The Chinese are getting serious about addressing overcapacity that has developed in industry, according to statements released by the state press. This should be seen as a positive development given concerns about a bubble in property and shares and stories of malinvestment related to China’s attempts to reach lofty growth targets.
China’s State Council said yesterday that in emerging sectors like wind power, “overcapacity and redundant projects remain prominent because of slow progress in industrial restructuring in some of these sectors.” As a result, regulators were cracking down both on lending to the sector and in direct oversight.

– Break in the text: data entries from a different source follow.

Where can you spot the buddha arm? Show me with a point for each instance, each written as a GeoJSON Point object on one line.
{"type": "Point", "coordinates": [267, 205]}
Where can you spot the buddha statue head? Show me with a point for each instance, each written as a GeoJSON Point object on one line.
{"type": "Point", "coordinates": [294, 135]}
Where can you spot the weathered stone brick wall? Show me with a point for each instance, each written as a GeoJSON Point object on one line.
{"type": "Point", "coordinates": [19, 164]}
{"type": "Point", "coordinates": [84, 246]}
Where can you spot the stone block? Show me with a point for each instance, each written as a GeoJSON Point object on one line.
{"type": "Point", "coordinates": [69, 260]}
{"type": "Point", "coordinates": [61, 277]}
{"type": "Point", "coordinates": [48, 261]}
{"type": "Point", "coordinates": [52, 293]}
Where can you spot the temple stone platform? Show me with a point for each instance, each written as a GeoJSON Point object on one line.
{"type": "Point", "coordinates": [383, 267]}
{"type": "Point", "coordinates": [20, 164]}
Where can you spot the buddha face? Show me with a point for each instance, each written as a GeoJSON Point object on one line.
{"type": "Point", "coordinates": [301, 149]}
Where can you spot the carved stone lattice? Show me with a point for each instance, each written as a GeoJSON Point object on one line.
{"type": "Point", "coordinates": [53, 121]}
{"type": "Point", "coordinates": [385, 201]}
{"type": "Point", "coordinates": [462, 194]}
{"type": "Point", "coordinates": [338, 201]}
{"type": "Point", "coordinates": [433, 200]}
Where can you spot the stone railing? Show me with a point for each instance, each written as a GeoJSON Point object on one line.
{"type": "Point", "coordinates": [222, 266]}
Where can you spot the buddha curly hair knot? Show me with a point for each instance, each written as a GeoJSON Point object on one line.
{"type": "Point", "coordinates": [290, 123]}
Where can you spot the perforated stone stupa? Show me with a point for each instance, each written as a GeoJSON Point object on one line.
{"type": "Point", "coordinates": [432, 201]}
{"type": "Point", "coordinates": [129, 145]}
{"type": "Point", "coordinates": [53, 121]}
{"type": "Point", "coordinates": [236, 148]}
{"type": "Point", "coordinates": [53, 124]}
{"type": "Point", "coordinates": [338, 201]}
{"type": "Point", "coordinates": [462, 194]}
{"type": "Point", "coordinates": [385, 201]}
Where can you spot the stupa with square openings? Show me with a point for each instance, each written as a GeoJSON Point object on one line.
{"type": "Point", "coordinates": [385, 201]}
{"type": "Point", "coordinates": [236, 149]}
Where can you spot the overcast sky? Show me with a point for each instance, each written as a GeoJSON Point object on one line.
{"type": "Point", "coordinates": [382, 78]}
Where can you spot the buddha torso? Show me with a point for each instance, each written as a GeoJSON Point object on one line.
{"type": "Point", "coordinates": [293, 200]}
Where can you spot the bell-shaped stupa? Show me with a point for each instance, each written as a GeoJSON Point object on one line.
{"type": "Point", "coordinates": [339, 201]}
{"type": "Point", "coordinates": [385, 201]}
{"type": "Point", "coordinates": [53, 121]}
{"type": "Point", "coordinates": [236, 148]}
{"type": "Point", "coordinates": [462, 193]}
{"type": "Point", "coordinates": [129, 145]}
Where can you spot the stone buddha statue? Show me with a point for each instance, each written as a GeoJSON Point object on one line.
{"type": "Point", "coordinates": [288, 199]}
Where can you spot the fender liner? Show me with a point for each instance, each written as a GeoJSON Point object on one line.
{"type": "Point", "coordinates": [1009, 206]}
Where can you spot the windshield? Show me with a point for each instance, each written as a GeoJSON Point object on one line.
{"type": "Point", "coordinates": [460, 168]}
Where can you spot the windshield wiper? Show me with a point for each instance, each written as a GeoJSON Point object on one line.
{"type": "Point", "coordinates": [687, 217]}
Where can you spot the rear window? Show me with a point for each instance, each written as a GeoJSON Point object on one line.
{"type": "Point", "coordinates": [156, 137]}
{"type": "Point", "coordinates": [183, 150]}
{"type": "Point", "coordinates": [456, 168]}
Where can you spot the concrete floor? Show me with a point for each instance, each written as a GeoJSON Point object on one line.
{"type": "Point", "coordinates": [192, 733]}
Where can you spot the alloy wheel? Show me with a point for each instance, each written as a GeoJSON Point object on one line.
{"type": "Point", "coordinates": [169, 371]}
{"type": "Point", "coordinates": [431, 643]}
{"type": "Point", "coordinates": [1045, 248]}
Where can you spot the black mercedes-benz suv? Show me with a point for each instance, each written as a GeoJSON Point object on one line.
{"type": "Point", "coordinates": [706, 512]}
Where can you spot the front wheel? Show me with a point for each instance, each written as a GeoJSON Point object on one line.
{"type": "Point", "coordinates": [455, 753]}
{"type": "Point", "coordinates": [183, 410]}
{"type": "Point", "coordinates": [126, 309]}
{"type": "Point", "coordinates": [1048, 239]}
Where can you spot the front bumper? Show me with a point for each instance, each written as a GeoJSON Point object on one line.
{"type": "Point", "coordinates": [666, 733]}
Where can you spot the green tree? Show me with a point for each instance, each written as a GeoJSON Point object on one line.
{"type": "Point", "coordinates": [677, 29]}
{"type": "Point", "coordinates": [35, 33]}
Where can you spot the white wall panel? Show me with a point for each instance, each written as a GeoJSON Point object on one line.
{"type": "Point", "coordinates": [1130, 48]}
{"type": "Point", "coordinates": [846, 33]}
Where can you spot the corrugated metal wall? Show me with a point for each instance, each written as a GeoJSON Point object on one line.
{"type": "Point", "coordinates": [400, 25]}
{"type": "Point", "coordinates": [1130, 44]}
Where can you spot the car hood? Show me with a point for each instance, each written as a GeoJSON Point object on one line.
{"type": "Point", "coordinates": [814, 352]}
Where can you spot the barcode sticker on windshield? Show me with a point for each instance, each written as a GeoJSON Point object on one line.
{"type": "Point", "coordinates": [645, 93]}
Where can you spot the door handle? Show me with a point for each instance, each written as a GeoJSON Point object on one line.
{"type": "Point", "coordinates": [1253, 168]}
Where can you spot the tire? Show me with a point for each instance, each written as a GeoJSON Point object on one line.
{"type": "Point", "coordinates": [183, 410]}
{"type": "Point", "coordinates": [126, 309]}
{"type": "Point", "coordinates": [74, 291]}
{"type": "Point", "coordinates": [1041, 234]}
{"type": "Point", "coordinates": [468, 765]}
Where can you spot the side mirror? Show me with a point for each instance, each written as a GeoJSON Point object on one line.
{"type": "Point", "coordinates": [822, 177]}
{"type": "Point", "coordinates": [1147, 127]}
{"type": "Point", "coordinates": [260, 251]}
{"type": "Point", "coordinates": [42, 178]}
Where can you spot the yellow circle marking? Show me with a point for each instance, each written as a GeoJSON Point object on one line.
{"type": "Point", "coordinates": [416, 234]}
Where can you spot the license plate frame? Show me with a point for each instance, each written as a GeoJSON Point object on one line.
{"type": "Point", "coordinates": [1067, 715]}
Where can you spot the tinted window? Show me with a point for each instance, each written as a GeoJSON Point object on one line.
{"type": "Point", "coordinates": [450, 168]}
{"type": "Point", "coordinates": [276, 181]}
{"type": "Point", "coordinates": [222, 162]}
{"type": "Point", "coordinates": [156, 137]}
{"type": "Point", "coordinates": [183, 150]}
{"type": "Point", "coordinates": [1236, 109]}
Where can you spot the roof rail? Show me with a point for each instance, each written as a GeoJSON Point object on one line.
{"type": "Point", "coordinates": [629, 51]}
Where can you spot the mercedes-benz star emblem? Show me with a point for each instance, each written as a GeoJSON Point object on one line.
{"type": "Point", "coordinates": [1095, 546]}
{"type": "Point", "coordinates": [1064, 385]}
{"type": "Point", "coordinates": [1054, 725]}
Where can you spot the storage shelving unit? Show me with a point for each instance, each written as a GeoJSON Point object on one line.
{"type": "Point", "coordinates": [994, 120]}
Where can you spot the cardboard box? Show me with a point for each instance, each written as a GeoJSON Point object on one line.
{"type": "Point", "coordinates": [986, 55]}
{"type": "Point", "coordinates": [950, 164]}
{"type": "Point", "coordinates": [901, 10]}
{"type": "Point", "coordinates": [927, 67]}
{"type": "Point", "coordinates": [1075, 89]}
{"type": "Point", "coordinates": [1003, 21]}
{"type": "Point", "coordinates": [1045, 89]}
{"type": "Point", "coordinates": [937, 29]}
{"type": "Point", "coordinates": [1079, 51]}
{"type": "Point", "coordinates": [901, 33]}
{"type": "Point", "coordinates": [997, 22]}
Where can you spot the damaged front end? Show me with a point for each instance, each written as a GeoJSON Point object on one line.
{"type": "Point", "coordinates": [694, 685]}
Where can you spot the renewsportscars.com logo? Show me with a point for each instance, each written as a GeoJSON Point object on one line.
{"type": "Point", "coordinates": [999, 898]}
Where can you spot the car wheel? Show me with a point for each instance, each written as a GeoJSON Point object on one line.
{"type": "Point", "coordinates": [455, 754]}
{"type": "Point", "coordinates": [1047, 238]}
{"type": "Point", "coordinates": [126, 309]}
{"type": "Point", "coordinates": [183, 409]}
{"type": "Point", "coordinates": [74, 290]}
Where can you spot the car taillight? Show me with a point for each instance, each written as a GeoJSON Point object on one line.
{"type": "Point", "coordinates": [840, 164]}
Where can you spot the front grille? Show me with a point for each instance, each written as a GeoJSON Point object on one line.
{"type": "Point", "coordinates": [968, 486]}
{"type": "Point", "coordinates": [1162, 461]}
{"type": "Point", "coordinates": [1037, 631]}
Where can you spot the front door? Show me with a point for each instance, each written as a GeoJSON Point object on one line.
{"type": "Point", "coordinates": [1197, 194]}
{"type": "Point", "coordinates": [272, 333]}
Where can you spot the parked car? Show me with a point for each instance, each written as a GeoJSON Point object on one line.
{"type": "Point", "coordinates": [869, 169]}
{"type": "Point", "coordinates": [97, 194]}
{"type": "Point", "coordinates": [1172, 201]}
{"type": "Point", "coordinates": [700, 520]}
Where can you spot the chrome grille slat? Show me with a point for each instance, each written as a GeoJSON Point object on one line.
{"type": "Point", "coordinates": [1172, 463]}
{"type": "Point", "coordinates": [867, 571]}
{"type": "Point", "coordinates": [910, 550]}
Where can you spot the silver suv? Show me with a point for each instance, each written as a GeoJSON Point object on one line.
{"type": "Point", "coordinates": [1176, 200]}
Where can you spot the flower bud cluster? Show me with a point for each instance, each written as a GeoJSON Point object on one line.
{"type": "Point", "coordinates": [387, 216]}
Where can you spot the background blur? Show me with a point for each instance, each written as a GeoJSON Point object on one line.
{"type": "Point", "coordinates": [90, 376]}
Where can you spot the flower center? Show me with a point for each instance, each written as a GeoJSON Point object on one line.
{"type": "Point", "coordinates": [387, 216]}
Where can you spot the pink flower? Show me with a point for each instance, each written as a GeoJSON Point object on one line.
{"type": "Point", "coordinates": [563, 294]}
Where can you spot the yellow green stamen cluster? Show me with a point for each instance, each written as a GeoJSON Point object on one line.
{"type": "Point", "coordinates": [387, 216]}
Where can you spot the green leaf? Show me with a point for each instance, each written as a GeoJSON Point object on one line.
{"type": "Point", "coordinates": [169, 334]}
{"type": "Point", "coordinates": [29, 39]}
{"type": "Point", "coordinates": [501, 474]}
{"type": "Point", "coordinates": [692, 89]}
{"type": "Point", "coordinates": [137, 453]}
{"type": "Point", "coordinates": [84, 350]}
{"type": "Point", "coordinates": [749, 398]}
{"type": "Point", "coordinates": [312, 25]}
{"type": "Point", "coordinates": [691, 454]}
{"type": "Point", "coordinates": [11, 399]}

The Financial Times believes the Chinese will have a tougher time reigning in the heavy industrial sectors like steel and cement, which state-owned enterprises dominate. They cite steel production of 470 million tons compared to a capacity of 600 million as an example of the large overcapacity in these sectors. Cement is even worse, with only 70 percent of capacity utilized.
But, here too, the Chinese are trying to eliminate overcapacity. Two weeks ago they announced a three-year freeze on approval of all new expansion projects in the iron and steel industries. So, while the stimulus campaign in China has allowed the country to hit growth targets, the government are preparing for a more sustainable industrial mix in the future.
The question everyone is asking is whether China can make the leap from an export-led economy dependent on demand in Europe and the United States. I see these moves as an indication the Chinese are at a minimum attempting to make that transition, while still maintaining high levels of economic growth. This will be a multi-year process and it is still early days.